We decided to end the holiday of a lifetime with a little holiday. We’re not much given to sitting around on beaches but we thought we’d probably rather fancy it by this point. We fly home out of Athens, so we planned our route to include a ten-day stop on the island of Poros (not to be confused with Paros, where we started the Greek leg of our journey). It’s only an hour from Piraeus and has reasonably priced accommodation, beaches, tavernas, forests and the sparkling Aegean. Sounds perfect.
So on Sunday lunchtime, our taxi dropped us at the quayside in Galatas. One euro and a few minutes’ boat ride across the strait and we were in Poros Town. The roads were quiet and we quickly picked up another taxi to take us to the other end of the bay.
Askali Beach looks like a typical little holiday suburb: beaches (check), decent accommodation (check), tavernas (check). Time to grab a little lunch.
We wandered down the hill in a little fog of travel weariness to be greeted by…hell. Well, our idea of holiday hell. Music from four tavernas competed to insult our eardrums; every square inch of the (admittedly bijou) beach was packed with sunloungers, all of them occupied. When we eventually took the plunge, we had to leave the first restaurant because of the music. After that, the 80s pop offerings of the café down the road seemed like sweet balm.

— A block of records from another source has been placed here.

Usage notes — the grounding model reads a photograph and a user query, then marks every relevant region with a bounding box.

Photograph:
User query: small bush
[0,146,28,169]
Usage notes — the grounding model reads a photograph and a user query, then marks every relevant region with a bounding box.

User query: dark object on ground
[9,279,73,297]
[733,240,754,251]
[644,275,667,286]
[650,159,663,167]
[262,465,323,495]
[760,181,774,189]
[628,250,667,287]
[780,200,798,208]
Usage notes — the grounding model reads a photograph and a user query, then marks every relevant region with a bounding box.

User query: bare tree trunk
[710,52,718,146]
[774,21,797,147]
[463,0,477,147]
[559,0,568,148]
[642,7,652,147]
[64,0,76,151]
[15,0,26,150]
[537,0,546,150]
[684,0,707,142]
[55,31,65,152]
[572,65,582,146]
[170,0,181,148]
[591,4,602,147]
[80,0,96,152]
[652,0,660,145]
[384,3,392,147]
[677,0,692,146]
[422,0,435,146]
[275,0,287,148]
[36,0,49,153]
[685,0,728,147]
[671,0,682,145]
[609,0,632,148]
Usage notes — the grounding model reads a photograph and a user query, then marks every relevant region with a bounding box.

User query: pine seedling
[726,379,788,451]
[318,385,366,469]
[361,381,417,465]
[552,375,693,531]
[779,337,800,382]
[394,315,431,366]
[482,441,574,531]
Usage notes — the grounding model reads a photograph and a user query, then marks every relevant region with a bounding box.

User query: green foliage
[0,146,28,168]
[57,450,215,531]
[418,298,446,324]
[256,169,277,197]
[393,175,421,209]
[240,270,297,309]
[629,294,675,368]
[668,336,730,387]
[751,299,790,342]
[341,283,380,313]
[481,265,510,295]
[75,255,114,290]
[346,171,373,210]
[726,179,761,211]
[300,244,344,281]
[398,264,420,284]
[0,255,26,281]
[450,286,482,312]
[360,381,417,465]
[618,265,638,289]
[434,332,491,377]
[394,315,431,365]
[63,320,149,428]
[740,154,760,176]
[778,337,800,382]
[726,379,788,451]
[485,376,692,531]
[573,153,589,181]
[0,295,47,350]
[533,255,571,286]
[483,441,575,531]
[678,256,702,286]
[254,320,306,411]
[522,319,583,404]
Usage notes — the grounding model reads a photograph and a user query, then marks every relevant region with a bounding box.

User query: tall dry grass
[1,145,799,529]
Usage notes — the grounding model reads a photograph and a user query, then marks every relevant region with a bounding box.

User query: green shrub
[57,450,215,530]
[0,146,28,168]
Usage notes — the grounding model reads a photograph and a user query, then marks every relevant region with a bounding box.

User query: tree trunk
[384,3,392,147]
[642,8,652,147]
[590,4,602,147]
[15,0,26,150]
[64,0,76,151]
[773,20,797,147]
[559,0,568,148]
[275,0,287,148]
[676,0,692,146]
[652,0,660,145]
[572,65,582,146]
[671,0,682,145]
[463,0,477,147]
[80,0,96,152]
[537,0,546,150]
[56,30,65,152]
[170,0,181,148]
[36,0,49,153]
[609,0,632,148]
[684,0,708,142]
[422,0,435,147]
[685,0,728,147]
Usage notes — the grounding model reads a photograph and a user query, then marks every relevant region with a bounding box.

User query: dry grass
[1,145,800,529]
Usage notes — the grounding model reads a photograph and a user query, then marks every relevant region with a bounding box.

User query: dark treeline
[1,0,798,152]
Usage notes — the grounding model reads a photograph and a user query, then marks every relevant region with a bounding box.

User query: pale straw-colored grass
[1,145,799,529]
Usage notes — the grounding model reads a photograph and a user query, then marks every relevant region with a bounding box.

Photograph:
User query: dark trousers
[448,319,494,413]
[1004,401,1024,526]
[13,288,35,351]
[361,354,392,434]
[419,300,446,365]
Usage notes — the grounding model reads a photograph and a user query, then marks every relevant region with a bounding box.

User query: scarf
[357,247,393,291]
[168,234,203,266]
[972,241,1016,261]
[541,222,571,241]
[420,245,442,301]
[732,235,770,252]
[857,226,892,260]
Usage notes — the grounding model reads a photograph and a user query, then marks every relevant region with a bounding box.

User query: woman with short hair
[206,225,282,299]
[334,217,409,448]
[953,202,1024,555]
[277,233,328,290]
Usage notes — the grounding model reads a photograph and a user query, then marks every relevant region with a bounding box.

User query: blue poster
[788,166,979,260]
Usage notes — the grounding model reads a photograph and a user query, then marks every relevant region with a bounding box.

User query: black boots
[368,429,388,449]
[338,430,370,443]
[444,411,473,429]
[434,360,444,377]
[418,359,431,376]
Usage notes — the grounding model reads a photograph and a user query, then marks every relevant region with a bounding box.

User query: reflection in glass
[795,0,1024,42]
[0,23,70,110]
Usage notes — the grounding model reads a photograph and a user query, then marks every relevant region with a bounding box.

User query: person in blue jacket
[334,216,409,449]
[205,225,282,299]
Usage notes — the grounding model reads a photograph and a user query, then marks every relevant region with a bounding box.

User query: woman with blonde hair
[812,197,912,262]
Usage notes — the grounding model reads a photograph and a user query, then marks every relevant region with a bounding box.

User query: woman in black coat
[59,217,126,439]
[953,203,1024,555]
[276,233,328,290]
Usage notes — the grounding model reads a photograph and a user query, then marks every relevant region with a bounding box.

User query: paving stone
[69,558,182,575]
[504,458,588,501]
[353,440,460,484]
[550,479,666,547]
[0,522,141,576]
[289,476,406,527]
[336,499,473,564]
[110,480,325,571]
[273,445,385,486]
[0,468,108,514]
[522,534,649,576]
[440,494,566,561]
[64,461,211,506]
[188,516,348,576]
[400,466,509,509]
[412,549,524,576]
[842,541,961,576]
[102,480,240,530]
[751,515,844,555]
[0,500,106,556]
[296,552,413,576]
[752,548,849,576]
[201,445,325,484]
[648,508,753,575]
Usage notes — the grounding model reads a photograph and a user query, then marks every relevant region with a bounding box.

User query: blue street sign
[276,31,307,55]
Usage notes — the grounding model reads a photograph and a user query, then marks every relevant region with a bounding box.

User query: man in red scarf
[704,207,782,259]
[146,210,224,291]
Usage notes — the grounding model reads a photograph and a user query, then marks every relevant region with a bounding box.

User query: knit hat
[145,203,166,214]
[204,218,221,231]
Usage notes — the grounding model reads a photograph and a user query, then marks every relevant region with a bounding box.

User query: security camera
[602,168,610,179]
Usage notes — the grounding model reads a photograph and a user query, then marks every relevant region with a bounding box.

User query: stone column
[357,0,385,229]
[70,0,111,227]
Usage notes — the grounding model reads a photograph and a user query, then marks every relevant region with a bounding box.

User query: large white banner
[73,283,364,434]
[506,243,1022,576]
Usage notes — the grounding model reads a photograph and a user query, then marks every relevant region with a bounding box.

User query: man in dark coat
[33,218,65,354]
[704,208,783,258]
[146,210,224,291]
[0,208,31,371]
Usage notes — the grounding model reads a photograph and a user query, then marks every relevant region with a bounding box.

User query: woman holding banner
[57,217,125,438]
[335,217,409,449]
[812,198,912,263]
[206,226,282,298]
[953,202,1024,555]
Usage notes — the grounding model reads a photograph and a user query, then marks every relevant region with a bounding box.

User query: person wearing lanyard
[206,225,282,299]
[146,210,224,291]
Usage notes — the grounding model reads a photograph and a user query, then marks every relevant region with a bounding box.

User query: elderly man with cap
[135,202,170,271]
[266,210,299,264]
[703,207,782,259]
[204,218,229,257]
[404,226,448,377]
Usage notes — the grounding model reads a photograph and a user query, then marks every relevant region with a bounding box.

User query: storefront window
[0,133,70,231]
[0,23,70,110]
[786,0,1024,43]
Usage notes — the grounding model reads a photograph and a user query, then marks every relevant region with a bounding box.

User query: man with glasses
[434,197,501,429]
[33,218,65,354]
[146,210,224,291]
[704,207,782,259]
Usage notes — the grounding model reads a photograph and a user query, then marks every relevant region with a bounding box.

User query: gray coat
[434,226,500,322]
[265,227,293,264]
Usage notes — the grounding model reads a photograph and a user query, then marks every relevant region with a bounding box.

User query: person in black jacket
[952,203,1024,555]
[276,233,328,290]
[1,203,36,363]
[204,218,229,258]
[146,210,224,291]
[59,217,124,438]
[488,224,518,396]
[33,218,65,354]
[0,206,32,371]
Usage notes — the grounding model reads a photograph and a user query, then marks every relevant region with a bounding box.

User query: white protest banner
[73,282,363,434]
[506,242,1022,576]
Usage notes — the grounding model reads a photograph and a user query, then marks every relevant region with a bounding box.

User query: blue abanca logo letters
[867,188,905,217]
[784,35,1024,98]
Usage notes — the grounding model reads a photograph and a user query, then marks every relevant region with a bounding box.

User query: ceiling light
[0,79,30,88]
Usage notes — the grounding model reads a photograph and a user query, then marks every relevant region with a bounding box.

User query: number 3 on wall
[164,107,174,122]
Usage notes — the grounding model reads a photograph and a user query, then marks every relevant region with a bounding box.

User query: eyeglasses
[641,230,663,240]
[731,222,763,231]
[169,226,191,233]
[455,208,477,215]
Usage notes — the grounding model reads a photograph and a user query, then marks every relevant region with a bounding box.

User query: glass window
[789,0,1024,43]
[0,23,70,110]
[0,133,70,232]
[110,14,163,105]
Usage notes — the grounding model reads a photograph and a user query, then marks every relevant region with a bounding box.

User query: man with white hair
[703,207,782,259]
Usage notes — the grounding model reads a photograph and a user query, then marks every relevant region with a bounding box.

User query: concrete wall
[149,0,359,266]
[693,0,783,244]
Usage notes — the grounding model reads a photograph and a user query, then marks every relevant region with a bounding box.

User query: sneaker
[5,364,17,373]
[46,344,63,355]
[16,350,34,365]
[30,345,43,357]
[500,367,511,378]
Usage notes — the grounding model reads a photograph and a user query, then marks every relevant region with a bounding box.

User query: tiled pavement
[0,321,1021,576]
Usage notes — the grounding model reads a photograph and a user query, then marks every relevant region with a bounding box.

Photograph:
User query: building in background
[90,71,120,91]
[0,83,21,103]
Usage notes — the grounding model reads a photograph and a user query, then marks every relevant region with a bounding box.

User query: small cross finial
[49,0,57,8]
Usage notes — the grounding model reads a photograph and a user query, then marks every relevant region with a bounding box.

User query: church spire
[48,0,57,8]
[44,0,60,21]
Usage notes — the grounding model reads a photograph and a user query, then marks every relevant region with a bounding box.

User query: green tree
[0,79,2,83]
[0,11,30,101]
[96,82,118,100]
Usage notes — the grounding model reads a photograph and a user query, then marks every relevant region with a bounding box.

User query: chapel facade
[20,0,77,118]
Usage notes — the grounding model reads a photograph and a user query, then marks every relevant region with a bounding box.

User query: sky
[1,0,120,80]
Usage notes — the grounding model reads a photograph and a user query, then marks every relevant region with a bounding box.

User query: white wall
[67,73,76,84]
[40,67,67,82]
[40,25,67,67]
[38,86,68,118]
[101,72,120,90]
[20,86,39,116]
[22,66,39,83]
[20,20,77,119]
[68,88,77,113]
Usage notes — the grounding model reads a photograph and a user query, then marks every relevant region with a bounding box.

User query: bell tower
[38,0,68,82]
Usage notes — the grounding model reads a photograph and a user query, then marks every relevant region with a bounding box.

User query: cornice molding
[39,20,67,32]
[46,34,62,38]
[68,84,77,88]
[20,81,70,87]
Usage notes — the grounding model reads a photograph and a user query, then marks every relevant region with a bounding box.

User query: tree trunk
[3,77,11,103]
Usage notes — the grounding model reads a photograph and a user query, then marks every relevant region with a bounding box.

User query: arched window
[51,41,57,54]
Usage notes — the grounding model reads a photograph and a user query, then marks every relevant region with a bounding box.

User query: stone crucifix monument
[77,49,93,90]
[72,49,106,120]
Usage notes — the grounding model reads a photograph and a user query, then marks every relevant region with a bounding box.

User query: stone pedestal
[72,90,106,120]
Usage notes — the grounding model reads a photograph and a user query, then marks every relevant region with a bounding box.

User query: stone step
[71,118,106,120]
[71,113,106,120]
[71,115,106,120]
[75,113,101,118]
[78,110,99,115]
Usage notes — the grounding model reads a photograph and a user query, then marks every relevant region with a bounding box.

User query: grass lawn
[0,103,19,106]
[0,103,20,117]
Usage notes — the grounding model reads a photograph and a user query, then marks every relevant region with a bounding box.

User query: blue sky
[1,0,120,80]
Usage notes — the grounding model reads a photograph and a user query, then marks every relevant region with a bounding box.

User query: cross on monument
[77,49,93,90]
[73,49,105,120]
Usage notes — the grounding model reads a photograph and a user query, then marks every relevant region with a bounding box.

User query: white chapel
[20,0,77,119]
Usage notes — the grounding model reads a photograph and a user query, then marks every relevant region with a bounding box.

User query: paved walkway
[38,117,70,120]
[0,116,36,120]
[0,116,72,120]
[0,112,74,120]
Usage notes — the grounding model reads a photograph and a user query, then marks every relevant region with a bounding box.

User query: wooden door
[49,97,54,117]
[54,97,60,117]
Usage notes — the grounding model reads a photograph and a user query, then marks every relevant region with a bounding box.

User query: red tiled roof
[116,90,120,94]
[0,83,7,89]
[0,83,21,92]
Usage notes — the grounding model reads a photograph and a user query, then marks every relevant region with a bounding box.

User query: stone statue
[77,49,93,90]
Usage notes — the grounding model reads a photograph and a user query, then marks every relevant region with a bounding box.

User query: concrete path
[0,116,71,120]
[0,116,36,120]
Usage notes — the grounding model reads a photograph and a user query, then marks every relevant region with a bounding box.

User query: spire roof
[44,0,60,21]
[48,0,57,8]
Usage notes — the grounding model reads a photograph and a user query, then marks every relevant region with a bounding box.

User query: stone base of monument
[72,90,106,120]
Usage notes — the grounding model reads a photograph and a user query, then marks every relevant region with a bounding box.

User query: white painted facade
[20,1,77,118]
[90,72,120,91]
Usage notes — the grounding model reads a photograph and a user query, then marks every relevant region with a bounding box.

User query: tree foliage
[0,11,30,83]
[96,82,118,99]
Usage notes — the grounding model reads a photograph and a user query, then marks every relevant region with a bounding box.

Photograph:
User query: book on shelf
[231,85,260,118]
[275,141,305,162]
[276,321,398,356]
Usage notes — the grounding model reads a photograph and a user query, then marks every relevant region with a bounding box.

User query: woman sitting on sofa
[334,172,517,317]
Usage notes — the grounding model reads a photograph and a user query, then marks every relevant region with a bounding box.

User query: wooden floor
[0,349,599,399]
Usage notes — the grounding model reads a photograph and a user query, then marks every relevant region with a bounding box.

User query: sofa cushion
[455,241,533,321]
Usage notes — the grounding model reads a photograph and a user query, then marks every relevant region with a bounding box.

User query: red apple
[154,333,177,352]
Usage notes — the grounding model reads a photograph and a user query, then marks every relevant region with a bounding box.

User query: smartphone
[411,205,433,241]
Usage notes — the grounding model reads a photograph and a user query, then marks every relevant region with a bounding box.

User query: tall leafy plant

What were we going to do? Could we put up with this for ten days? We couldn’t face the beachfront on Monday and spent much of the day enjoying having a level bed to sleep in.
Then something wonderful happened. We were driven out of our studio by hunger and boredom. The beachfront? Quiet and peaceful. The sunloungers? Half empty. That first restaurant we had to leave on Sunday? Transformed with restful background music, great food and lovely staff.
So now we have the place largely to ourselves, just not at the weekend. That’s OK. That’s when we’ll head into town, do some window shopping and even ride the one euro ferry a couple of times, just for the hell of it.